In response to double-strand breaks induced
by ionizing radiation, ATM triggers two
cooperating parallel cascades to inhibit
replicative DNA synthesis. ATM, through the
intermediacy of MDC1, H2AX, and 53BP1,
phosphorylates Chk2 on Thr68 to induce
ubiquitin -mediated degradation of Cdc25A
phosphatase. The degradation locks the S
phase–promoting Cyclin E/Cdk2 in its inactive,
phosphorylated form and prevents the
loading of Cdc45 on the replication origin.

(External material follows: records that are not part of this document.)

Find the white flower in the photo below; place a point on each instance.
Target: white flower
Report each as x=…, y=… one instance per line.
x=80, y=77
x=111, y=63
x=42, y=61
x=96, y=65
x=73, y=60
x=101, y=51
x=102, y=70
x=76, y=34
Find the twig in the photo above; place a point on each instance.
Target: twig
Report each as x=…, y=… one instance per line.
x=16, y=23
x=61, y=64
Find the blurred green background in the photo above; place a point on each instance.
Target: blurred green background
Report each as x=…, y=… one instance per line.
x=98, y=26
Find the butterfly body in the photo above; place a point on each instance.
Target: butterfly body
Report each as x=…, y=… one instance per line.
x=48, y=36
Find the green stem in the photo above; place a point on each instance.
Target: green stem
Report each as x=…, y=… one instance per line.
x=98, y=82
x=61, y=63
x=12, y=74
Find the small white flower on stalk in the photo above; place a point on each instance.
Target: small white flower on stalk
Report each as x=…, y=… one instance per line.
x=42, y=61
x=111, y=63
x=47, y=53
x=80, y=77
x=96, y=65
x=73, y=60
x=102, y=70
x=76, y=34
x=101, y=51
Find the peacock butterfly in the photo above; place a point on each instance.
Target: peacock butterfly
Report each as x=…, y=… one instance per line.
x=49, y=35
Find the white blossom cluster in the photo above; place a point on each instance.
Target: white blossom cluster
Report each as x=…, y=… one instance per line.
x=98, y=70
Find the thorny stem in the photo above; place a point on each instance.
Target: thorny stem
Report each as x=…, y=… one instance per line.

ATM also initiates a second pathway by
phosphorylating NBS1 of the M/R/N complex,
as well as SMC1, BRCA1, and FANCD2.
24. G2/M CHECKPOINT
• The G2/M checkpoint prevents cells from undergoing
mitosis in the presence of DNA damage.
• Depending on the type of DNA damage, the ATM-Chk2-
Cdc25 signal transduction pathway and/or the ATR-Chk1-
Cdc25 pathway is activated to arrest the cell cycle following
DNA damage in G2.
25. • The G2/M checkpoint. The ionizing
radiation- (ATM) and UV damage
responsive sensor proteins (ATR-
ATRIP, Rad17-RFC, and 9-1-1) are
recruited to the damage site.
• The mediator proteins such as
MDC1, BRCA1 and/or 53BP1
communicate the DNA damage
signal to Chk1 and/or Chk2,
thereby regulating the Cdc2/
CyclinB, Wee1, and Cdc25A
proteins that are crucial for the
G2/M transition by changing their
expression, phosphorylation, and
cellular localization.
26. REPLICATION CHECKPOINT (S/M CHECKPOINT)
• The replication checkpoint (also referred to as the S/M
checkpoint) is the process by which mitosis is inhibited
while DNA replication is ongoing or blocked.

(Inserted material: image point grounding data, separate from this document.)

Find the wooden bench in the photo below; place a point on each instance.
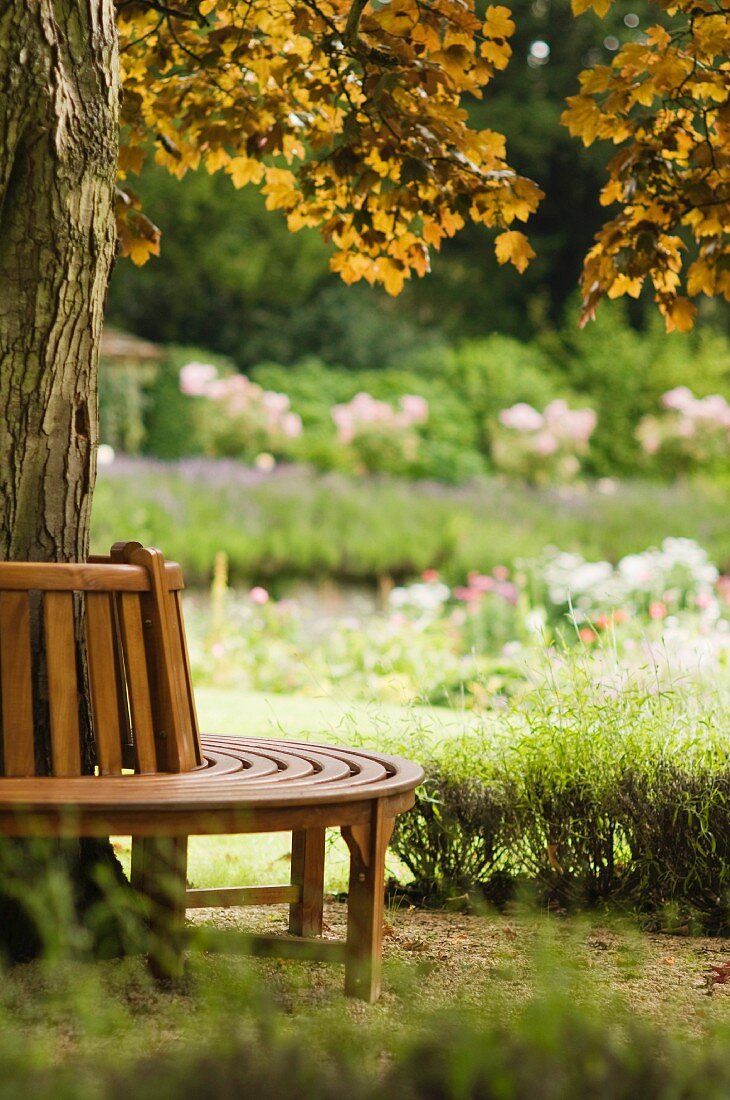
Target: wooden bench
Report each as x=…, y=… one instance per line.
x=156, y=779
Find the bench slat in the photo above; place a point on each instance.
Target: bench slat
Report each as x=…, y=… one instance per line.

• In both the G2/M and replication checkpoints, the ATR-
Chk1-Cdc25 signal transduction pathway is utilized to
inhibit mitosis, although the initiating signals for the two
checkpoints are different.
• Ongoing replication or replication forks blocked by DNA
damage or nucleotide starvation initiate the replication
checkpoint.
27. CONCLUSION
• DNA damage activates several distinct biochemical pathways. First,
DNA repair enzymes of varying complexities recognize and eliminate
the damage.
• Second, DNA damage activates DNA damage checkpoints, which
arrest cell cycle progression. Under most circumstances, checkpoints
aid in cellular survival.
• Third, DNA damage activates transcription of certain genes
(transcriptional response). The role of the transcriptional response in
cell survival is unknown.
• Finally, apoptosis in metazoans is the programmed cell death that is
activated by either cell death ligands or DNA damage, and serves to
eliminate superfluous or deregulated and dangerous cells.